橋本さん:よいものができるまで頑張りました。花粉症持ちでちょうどその時期のレコーディングだったので、今日は練習ということで!とわり切っていただいたりしましたね。

池氏:いい声のコンディションまで待ちました。それも22年前とは違う環境でしたね。前回はスタジオを押さえている2時間しかないという状況だったので。

橋本さん:大きな企画のレコーディングということで気を使っていただき、ありがたいと思いました。

――CDにはリミックスと英語バージョンが入っていますが、これを入れたのは?

池氏:リミックスはプロデューサーの発案ですね。でき上がってきたのを聞いたら、すごいおもしろかったんですね。「曲ってこういう風に組み替えてアレンジするんだ!」って。僕も楽しく関われました。英語バージョンは、作詞も森さんの希望でご自身で詞を書かれて、ワールドワイドな曲になっているんじゃないかと。オリジナルの歌手が英語で歌っているバージョンがあったら、英語圏の人はうれしいんじゃないかなと思いながら作りました。各国では知る人ぞ知る曲になっていて、現地の人が歌っている曲は情報として入ってはきていたんです。

橋本さん:「これぞ!」っていう感じの曲になっていますよね。

――英語の歌詞にも関わらず、サビには日本語で「MAKAFUSHIGI/魔訶不思議」や“Son Goku/孫悟空”という歌詞が入っているのもおもしろいですよね。

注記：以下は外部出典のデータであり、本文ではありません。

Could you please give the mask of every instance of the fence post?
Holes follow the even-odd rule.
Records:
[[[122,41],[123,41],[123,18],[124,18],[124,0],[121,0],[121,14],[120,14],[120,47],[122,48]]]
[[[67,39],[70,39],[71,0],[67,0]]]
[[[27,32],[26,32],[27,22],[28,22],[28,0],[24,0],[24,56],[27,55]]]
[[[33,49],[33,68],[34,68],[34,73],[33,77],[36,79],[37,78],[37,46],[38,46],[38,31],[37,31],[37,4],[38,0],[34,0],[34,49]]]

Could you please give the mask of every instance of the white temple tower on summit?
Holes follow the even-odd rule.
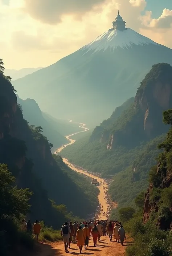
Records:
[[[126,22],[123,20],[122,17],[119,15],[119,12],[118,11],[118,15],[114,21],[112,23],[113,29],[123,31],[127,29],[126,28]]]

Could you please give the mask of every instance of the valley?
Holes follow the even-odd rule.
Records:
[[[72,121],[72,120],[70,120],[69,122],[71,122]],[[69,143],[64,145],[56,150],[54,152],[55,154],[58,154],[66,146],[71,145],[75,142],[75,141],[70,138],[70,137],[79,133],[86,132],[89,130],[88,128],[85,127],[86,125],[85,124],[81,123],[78,123],[78,124],[80,125],[79,127],[83,128],[84,130],[82,131],[77,132],[70,135],[66,136],[65,138],[69,140],[70,142]],[[98,175],[98,174],[97,174],[98,176],[97,176],[95,174],[87,171],[86,170],[83,169],[83,168],[75,166],[74,164],[70,163],[68,160],[65,158],[63,158],[62,159],[65,163],[73,171],[77,172],[82,174],[90,178],[96,179],[99,182],[99,186],[98,187],[99,191],[98,195],[98,200],[101,206],[101,211],[100,211],[99,210],[97,209],[95,213],[95,216],[96,218],[98,218],[99,219],[108,219],[112,208],[115,208],[118,206],[117,203],[111,202],[110,198],[108,196],[108,190],[110,182],[111,181],[109,179],[105,180],[103,179],[102,179],[100,177],[100,175]],[[105,213],[104,212],[105,212]]]

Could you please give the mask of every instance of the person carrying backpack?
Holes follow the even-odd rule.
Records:
[[[62,227],[61,229],[61,236],[63,237],[63,240],[65,245],[65,249],[66,252],[68,252],[67,248],[69,243],[71,231],[67,222],[65,223],[64,226]]]

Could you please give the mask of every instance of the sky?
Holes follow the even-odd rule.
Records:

池氏:そこは日本人である誇りを入れようと。向こうの人にはわからないでしょうけど、「逆に調べなさい!」くらいのつもりで(一同笑)。

橋本さん:英語の発音をレクチャーする方がいらっしゃったんですよ。できあがった歌詞を、マザーグースを朗読するように読み上げていったんです。それを聞いて、神妙になりましたね。とても崇高なものを聞いているような気持ちになって(笑)。

――このアルバムを含めたライブイベントなどは予定されたりしているんでしょうか?

池氏:当然考えてはいます。しかし、まずは聞いていただいて、皆さんに支持されてほしいです。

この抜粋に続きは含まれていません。